# Chick pea & tuna salad



## slett (Jan 24, 2012)

Saw a chick pea & tuna salad at the prepared food area at the grocery store and thought that sounds good, I can make that!  So I made up a recipe and it turned out very tasty.  Can be done without adding avocado before serving but avocado is awesome.

In a large bowl add
1 tin of chick peas drained & rinsed
1 tin of tuna drained
1/2 cup diced onion or green onion
1 cup chopped spinach
1 cup chopped parsley
1/2 cup diced celery
1/2 cup diced radish (if you like)
1 clove or scoop of minced garlic
1/2 cup mayo or any creamy salad dressing
A good glug or 2 of olive oil
A squeeze of lemon
A little salt & pepper

Fold it all together with a spatula & enjoy!
It'll keep in the fridge for a few days for sure.
I added some avocado slices just before I served and it was a perfect fresh lunch salad.


----------



## vitauta (Jan 24, 2012)

omg, your chickpea/tuna salad sounds Awesome, slett!!  i'll be making it for myself soon--with avocados in there, naturally.  you say you came up with this on your own?  feel free to bring us more of your "originals", slett, and thanks for sharing this gem.  i especially like to find new recipes using chick peas--they're so tasty and fun....


----------



## Dawgluver (Jan 24, 2012)

This sounds really good, Slett!


----------



## andre770 (Mar 22, 2012)

Sounds good. I'l be sure to try this


----------



## Soma (Mar 22, 2012)

This sounds really yummy. I just made up a batch, but added a Tbsp of sweet Thai chili and some hot chili oil (fighting a cold, so need some heat in there). Will be having it for lunch today. Thank you!


----------



## Margi Cintrano (Mar 22, 2012)

Thanks for posting ... Nice lunch recipe ... and I have of course had this salad many times ... give or take a couple of ingredients ... 

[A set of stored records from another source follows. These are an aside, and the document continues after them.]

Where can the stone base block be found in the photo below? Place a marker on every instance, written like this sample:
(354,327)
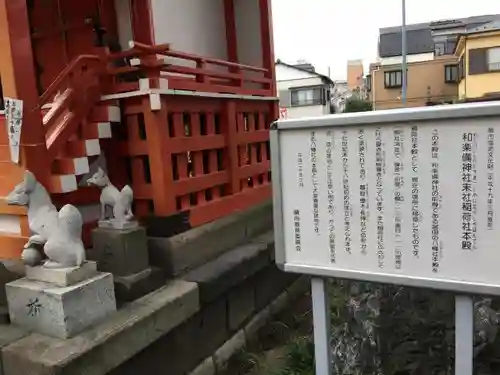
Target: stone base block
(129,288)
(118,225)
(121,252)
(62,276)
(60,312)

Due to product availability and seasons, and my penchant for Mediterranean, here is my Tuscan Tuna & Cannellini White bean Salad :

For the Tuna:

2 cans of Italian or Iberian Peninsula tuna packed in extra virgin olive oil 
2 tblsps fresh chopped basil or parsley 
1/4 cup Kalamata type olives finely chopped
2 tblsps of chopped scallion
1 celery stalk chopped finely
2 tblsps of E.V. oliveoil 
1 tblsp fresh lemon juice 
salt and blk. pepper to taste

For Beans:

Cannellini beans, either in jar or dried genre and soaked over night in salted water 
2 garlic cloves 
1 tblsp lemon juice
2 tblsps chopped parsley or basil
salt and blk. pepper to taste 

Make a hummus mixture from the beans

Flake the tuna, in a bowl with a fork, then stir in basil,, celery, onion, olive oil, lemon juice, sprinkle with salt and pepper ... Toss until well combined ...

Assemble a canapé spooning the Italian Hummus Spread on the toasted baguette and then, placing the tuna salad ... 

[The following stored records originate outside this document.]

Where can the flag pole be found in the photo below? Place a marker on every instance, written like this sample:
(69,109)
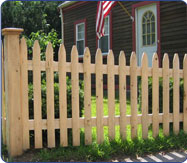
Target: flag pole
(123,7)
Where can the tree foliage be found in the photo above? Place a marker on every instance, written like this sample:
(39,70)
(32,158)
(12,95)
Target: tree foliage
(32,16)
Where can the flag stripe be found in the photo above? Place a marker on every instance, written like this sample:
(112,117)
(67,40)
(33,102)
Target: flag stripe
(103,9)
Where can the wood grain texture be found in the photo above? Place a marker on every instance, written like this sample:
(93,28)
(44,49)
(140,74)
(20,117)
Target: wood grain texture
(122,94)
(12,90)
(24,94)
(104,69)
(133,95)
(166,95)
(87,97)
(111,95)
(144,95)
(3,98)
(62,96)
(155,96)
(99,96)
(37,95)
(176,94)
(50,96)
(75,96)
(185,94)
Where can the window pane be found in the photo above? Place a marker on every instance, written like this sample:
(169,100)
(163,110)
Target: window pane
(80,47)
(148,28)
(153,28)
(153,18)
(103,44)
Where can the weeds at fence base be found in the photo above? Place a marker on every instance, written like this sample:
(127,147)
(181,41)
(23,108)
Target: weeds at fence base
(108,150)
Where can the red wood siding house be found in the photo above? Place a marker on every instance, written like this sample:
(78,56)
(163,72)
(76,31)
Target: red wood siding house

A bit different however, real nice too ... 

Thanks for post ... 
Margi Cintrano.


----------



## lyndalou (Mar 22, 2012)

Both of these salads sound great. I, too, like Mediterranean food. I just made some stuffed grape leaves and taboulli. Grew up with Lebanese neighbors. The mom was a great cook and taught me a lot.


----------



## CWS4322 (Mar 22, 2012)

I LOVE chick peas, but I don't eat tuna...I'm thinking turkey or tofu...yes, tofu.


----------



## slett (Mar 23, 2012)

Taboulli was sort of an inspiration for the one.  Lots of parsley!  Turkey or tofu would work for sure!


----------



## Margi Cintrano (Mar 23, 2012)

I live in the Western Mediterranean, so I too, love the cuisine of my heritages, the Italian and the maternal French and Swiss  ... 

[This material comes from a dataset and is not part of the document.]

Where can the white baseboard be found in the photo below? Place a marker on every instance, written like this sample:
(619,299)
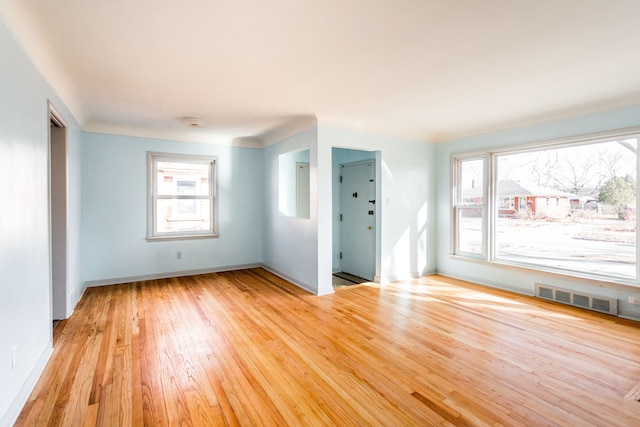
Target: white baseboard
(167,275)
(10,417)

Next to Italian which I do not consider foreign as my paternal family was Italian, Greek is my favourite foreign cuisine ... We had lived there for 9 months globetrotting in 1992 ... Stunner islands, wonderful people and gorgeous cuisines ... Crete was certainly dropt from heaven, and Santorini is absolutely amazing ... 

This was a turning point for us to decide upon Greece, Italia or Spain for a relocation ... 

Margi.


----------



## CWS4322 (Mar 23, 2012)

CWS4322 said:


> I LOVE chick peas, but I don't eat tuna...I'm thinking turkey or tofu...yes, tofu.


I do eat fresh tuna--love it, but not canned tuna.


----------



## Constance (Mar 23, 2012)

What a great idea for a salad! Thanks for the recipe. A few sliced olives might be good in it.


----------



## vitauta (Mar 23, 2012)

yep


----------